Centralises all GPU memory operations with optional verbose reporting and cudaMemGetInfo bookkeeping. All wrapper objects call these routines rather than issuing raw CUDA allocations.

Generic interface alloc_var_gpu — allocate a device array:

SpecialisationTypeRank
alloc_var_gpu_R8P_1D_6Dreal(R8P)1 – 6
alloc_var_gpu_I4P_1D, _5Dinteger(I4P)1, 5
alloc_var_gpu_I8P_1D_3Dinteger(I8P)1 – 3

All specialisations share the same signature pattern:

fortran
subroutine alloc_var_gpu_*(var, ulb, msg, verbose)
  ! var     — allocatable, device: deallocated then reallocated to requested bounds
  ! ulb     — lower/upper bounds (reshaped for multi-dimensional arrays)
  ! msg     — optional label for memory-usage log lines
  ! verbose — if .true., report free/total GPU memory via cudaMemGetInfo before and after

Generic interface assign_allocatable_gpu — copy host array to device:

SpecialisationNotes
assign_allocatable_gpu_R8P_1D_4DStandard copy
assign_allocatable_gpu_R8P_2D (transposed variant)Supports in-place 2D transposition during copy
assign_allocatable_gpu_I4P_1D, _1D_rhs_allocated, _5DInteger variants
assign_allocatable_gpu_I8P_2D, _3D64-bit index maps

Only copies if the source is allocated and non-empty; no-op otherwise.

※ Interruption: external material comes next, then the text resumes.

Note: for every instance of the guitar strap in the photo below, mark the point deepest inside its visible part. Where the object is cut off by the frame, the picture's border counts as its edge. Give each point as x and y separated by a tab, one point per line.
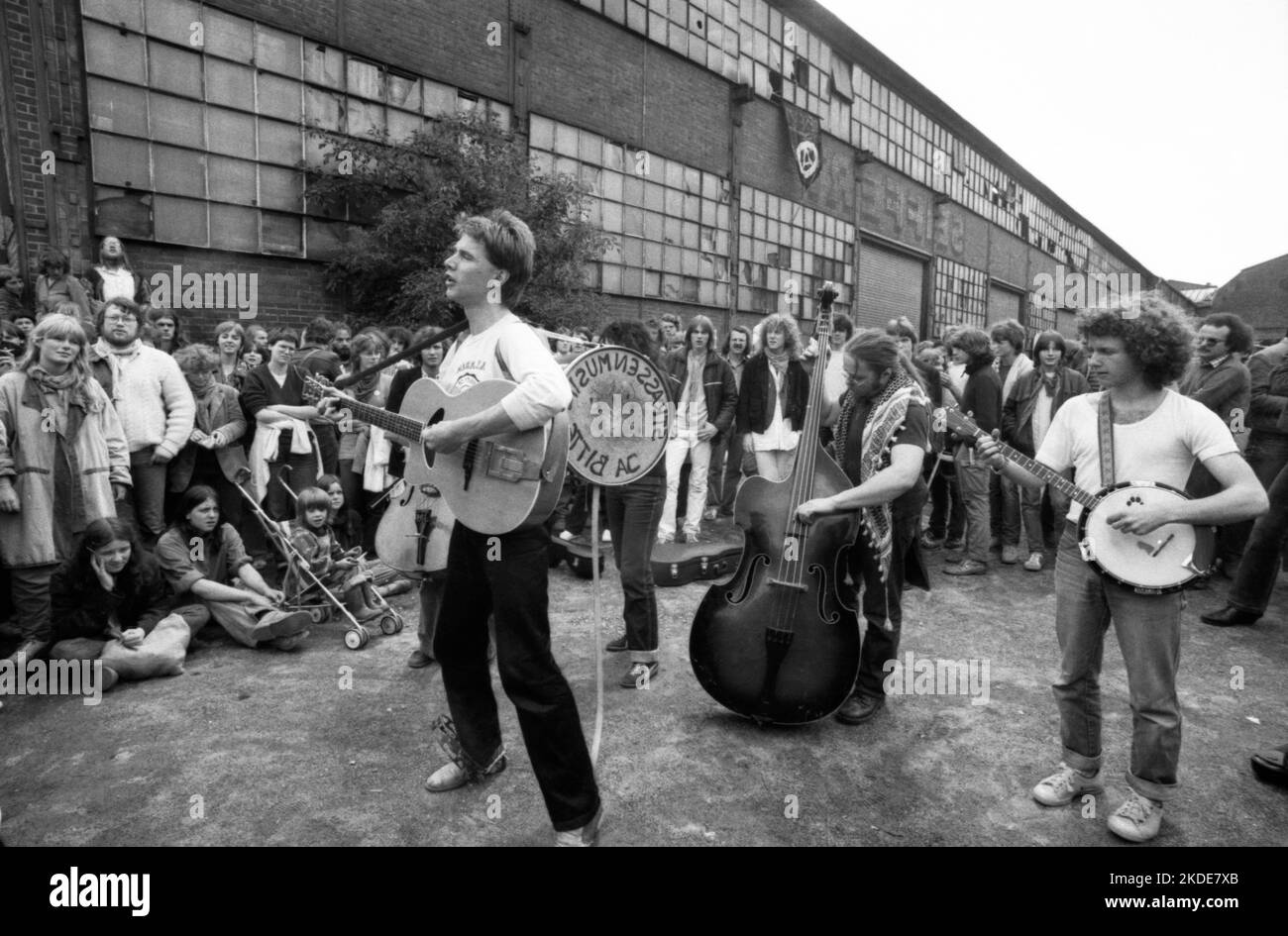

Utility save_memory_gpu_status(file_name, tag) — appends a free/total GPU memory snapshot to a text file; useful for tracking device memory usage across initialisation stages.

Interface transpose_a — standalone 2D array transposition helper (transpose_a_R8P_2D).


MPI handler and CUDA device management

adam_mpih_nvf_object — extends mpih_object with GPU device binding

This is the only NVF object that uses Fortran type extension (type, extends(mpih_object)). It adds GPU device selection, CUDA error propagation, and kernel launch dimension management on top of the common MPI wrapper.

Additional fields:

FieldTypePurpose
mydevI4PGPU device index assigned to this MPI rank
local_commI4PIntra-node communicator used for device assignment
iercudaI4PMost recent CUDA error code
cblk(3)I4PDefault CUDA thread-block dimensions (x=32, y=8, z=1)
grid, tBlockdim3Current kernel launch configuration

Key methods:

MethodPurpose
initialize(do_mpi_init, do_device_init, …)Calls parent %initialize, then uses MPI_COMM_SPLIT_TYPE(MPI_COMM_TYPE_SHARED) to assign a unique GPU per intra-node rank via CudaSetDevice(mydev). Queries cudaGetDeviceProperties and stores total device memory in memory_avail.
set_cuda_dimensions(cgrd, cblk)Computes tBlock = dim3(cblk) and grid = dim3(⌈cgrd/tBlock⌉) for a subsequent kernel launch.
check_cuda_error(error_code, msg)Calls cudaDeviceSynchronize then cudaGetLastError; aborts with a formatted message on any CUDA error.
print_device_properties(device_properties)Logs total memory, shared memory, warp size, compute capability, SM count, L2 cache size, and clock rate.
load_from_file(file_parameters, go_on_fail)Reads [cuda] section from INI file: block_x, block_y, block_zcblk(1:3).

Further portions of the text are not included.